Thierry Fiorilli

Aïe, le peuple est de retour

Thierry Fiorilli Journaliste

Mine de rien, en frôlant les murs presque, le terme est rentré en grâce. « Le peuple ». Jusqu’il y a peu, jusqu’il y a quelques mois à peine, jusqu’à ce que la crise devienne bien plus qu’un mot, qu’une ombre, qu’une menace, gouvernants et médias utilisaient plutôt « les citoyens », « les contribuables » ou « la population ».

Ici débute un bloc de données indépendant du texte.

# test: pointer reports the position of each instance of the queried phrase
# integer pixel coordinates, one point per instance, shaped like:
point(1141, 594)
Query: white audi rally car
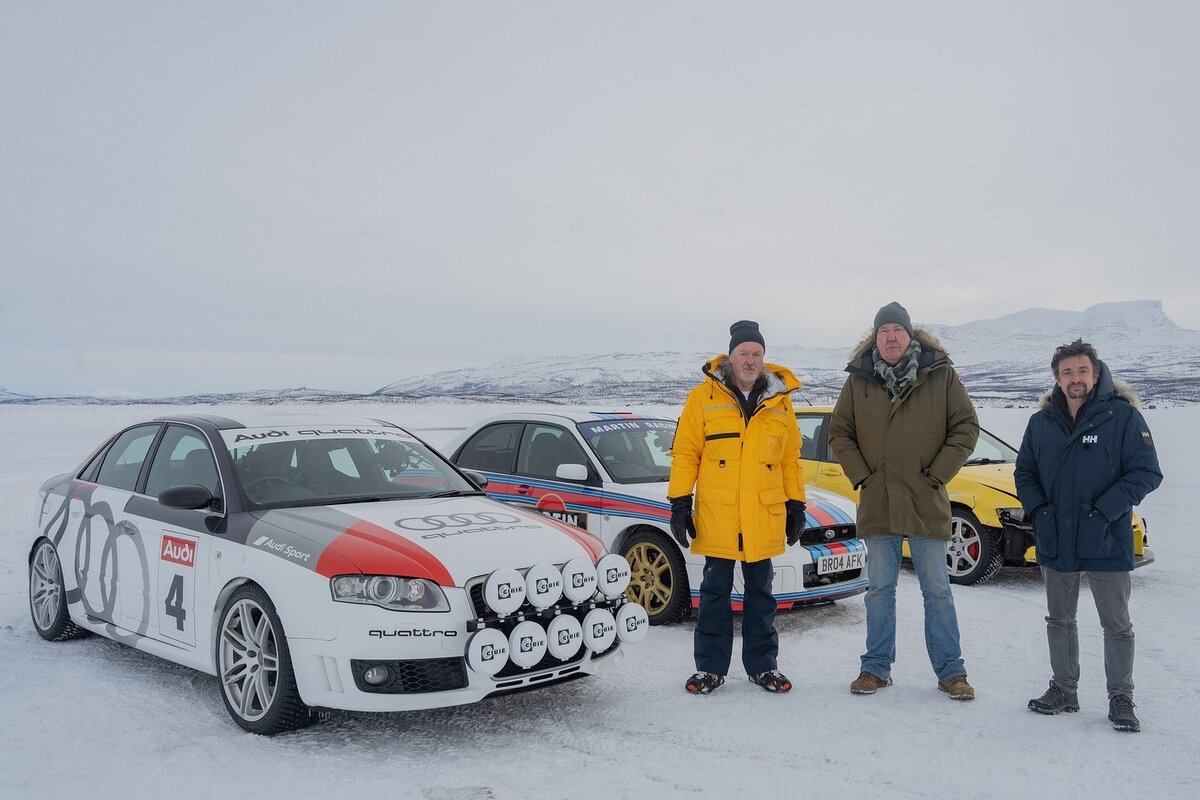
point(319, 563)
point(607, 473)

Mais comme les nerfs sont à vif, l’agglomérat que nous constituons se réduit désormais à « le peuple ». Un quotidien régional a utilisé l’expression dans un éditorial, attisant l’hystérie autour de la libération anticipée de Michelle Martin, cet été : « le peuple », indigné, impuissant, trompé, contre « les élites », laxistes, sans gêne, irresponsables. Olivier Deleuze, coprésident d’Ecolo, l’a dit à la radio cet automne lors d’un débat sur le nucléaire : « Le peuple a le droit de savoir. » Un blog, parmi d’autres, a titré, le 24 octobre, « De Wever peine, Ford ferme, le peuple ne comprend plus. » Marc Lits, de l’Observatoire des médias, a décrit sur RTL le chef nationaliste, après sa victoire à Anvers, comme « le leader charismatique porté par le peuple, qui renvoie directement au peuple. » Et par-ci, par-là, au fil des annonces des possibles/probables mesures d’économies qui sortiront du conclave budgétaire, on oppose « le peuple » aux

a) riches
b) patrons
c) multinationales
d) pouvoirs publics
e) autorités.

Tout ça ramène loin en arrière. A des époques qui coupaient la société en tranches, avec, tout en bas, la dernière avant la croûte, « le peuple ». A un vocabulaire qui permettait de maintenir les distances entre les différentes conditions sociales, les différentes aspirations, les nécessiteux et les privilégiés. A une façon d’esquiver les nuances, en fourrant un maximum d’individus dans un seul sac, alors que « les électeurs », c’est une multitude de choix, ou « la population », c’est l’ensemble formé par différents citoyens. Mais « le peuple », c’est tout le monde et personne.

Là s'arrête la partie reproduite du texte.